The Magister
- Code: FR4
- Rules required: AD&D
- Character levels: NA
- Campaign setting: Forgotten Realms
- Authors: Ed Greenwood, Steve Perrin
- First published: 1988

Linked modules
- FR1 FR2 FR3 FR4 FR5 FR6 FR7 FR8 FR9 FR10 FR11 FR12 FR13 FR14 FR15 FR16

= The Magister =

1988 tabletop role-playing game supplement

The Magister is an accessory for the Forgotten Realms campaign setting of the first edition Advanced Dungeons & Dragons fantasy role-playing game. The book, with product code TSR 9229, was published in 1988 by TSR. It was written by Ed Greenwood and Steve Perrin, with cover art by Jeff Easley and interior art by Valerie Valusek.

== Contents ==

The Magister is a supplement which details magic items and spells unique to the Forgotten Realms setting, and presents rules for characters to craft magic items, tables for randomly generating magic items as treasure, and game statistics for new magic items. Elminster, a fictional wizard, narrates the book, presenting detailed descriptions and history, in addition to game mechanics for magic. Descriptions of spells are detailed clearly, along with descriptions and history of the magical tomes which hold these spells. The supplement provides lore and descriptions of magical armor, clothing, rings, wands, weapons, and miscellaneous magical items, as well as a short section on how to create magic items.

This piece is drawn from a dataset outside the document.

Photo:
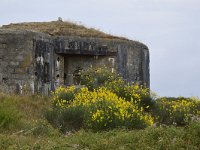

The 64-page book includes a one-page foreword and introduction by Ed Greenwood, which outlines the subject of the book—new spells and magic items—and cites Pages From The Mages, a series of articles from Dragon magazine in which some of the content had previously appeared. "How To Use This Book", an article by Steve Perrin, explains how the book can be useful to both Dungeon Masters and players. The book details magical books of the Realms, each of which has its own unique properties and contains a number of spells. The spells themselves are elaborated by means of a chart which lists them by level, name, spell school, and which spellbook they may be found in. The book describes a variety of magic items unique to the Realms, including magic armor, clothing, miscellaneous magic items, potions, rings, rods, staves, and wands, unique swords, and other weapons. It details various methods by which characters may create magic items. The book's inside front cover contains a table for randomly determining magical treasure found in this book, and the inside back cover details saving throws involved in creating magical items.

== Publication history ==

The Magister (FR4) was written by Ed Greenwood and Steve Perrin, with a cover by Jeff Easley. It was published by TSR in 1988 as a 64-page book.

== Reception ==

Ken Rolston reviewed The Magister for Dragon magazine #147 (July 1989). He calls The Magister "a superior treatment of AD&D game magic at its best". He wrote that the style of presentation in The Magister is similar to that of the magical tomes of the original Forgotten Realms Campaign Set—"one of the best features of that product." Rolston found the tone of the presentation appealing, and stated that the new spells were "imaginative and colorful, with neat twists on standard spell effects that promise to be useful in play without inflating or disrupting the balance of power established in the 1st Edition Players Handbook magic spells". Regarding the new magical items, he called them "useful and are not simply handy power tools for popping open monsters. The tweaking of game effects and advantages is subtle and imaginative." He stated that the section on creating magical items "offers some interesting rationalizations and elaborations of the standard rules for item creation. The ideas are faithful to the basic rules, with some useful original interpretations of the limits of the powers of certain items." Rolston concluded that "The Magister is a good example of the best that AD&D game magic can produce. The virtues are mostly in the trappings—the descriptive bits, the colorful effects, and the histories and legends attached to the spells and items. I recommend it to gamers who'd like to punch up the style and texture of the magic in their AD&D campaigns.